A survey undertaken by the World Bank has shown that less than half of the utilities in sub-Saharan Africa are able to cover their operating expenditures and that several countries lose in excess of $0.25 for every kilowatt-hour that gets sold.
The sobering assessment of the financial health of electricity utilities, including a warning to utilities such as Eskom, was presented at the African Utility Week, in Cape Town, this week.
The survey looked at financial statements and power tariffs from utilities in more than 40 countries, as well as spending data in household surveys for 22 countries.
World Bank senior energy specialist Chris Trimble told energy experts that power utilities that increase their borrowings to cover costs could put institutions on “a very dangerous slippery slope”.
In response to a question on Eskom’s borrowing, Trimble said it was always better for power utilities to be self-sufficient instead of relying on government subsidies if they wanted to avoid being trapped in a vicious spiral if debt spun out of control.

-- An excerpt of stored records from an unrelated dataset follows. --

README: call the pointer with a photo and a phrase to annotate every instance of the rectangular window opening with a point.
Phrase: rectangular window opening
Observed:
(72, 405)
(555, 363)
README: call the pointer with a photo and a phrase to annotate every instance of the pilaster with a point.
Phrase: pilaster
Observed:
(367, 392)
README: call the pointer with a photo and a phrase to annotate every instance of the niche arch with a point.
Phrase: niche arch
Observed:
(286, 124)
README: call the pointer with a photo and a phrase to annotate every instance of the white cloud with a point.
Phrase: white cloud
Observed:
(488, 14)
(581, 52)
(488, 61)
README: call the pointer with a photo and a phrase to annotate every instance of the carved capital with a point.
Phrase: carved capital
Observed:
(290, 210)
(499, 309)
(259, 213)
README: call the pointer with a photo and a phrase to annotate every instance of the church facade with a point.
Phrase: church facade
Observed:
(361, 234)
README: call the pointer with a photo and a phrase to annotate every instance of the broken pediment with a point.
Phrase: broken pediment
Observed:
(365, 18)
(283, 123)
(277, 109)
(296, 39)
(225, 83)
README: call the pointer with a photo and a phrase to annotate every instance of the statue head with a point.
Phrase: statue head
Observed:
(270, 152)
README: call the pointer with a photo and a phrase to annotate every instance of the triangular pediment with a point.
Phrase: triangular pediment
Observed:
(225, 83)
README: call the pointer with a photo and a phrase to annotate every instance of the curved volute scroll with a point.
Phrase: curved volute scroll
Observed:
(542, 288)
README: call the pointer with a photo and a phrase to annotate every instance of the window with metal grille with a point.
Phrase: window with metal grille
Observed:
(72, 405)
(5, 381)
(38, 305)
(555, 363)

Trimble’s speech follows after concerns were raised over Eskom’s interim results published last November, which showed rising costs and declining profits. The recent credit downgrades by rating agencies have also raised concerns for Eskom’s borrowing ability.

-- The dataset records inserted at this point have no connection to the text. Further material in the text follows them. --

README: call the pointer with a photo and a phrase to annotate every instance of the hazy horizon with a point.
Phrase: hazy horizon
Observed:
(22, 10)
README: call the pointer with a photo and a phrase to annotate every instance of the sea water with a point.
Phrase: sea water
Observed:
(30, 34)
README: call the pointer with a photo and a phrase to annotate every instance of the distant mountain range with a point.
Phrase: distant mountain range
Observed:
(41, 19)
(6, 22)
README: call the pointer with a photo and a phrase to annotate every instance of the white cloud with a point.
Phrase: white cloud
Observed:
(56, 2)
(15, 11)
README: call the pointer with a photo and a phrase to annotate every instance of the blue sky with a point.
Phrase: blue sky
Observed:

Eskom chairperson Ben Ngubane told journalists on the sidelines of African Utility Week that Eskom’s objective was to lower the costs of electricity in South Africa by paying back government guarantees and generating savings through efficiencies.
The World Bank report has highlighted low tariff levels as a major issue for South Africa, particularly with the imperative to move away from ageing coal plants and modernise its generation fleet.
The report points out that South Africa has the most developed and complex electricity sector in sub-Saharan Africa and that its installed capacity alone is equivalent to that of the rest of the continent.
The report also indicated excessive operating costs in some countries, for instance Liberia.
While electricity provision is expensive and challenging, the report has suggested several ways of recovering the cost of supply and making electricity more affordable.
It said the utilities of a third of countries could become financially viable through improving operational efficiency. The report said the remaining two-thirds of the countries would need to increase their tariffs.
The World Bank has suggested that installing more prepaid meters would benefit both utilities and customers. It says individual meters in poor households could help utilities to better target cross-subsidies.
The report recommends that the regulatory framework needs to be clear and predictable, while privatisation and unbundling could work where conditions are right for this.
While the report focused mainly on grid electricity, it said minigrid and offgrid electricity, especially from sources like solar, offered growing potential to electrify homes in many rural areas of sub-Saharan Africa.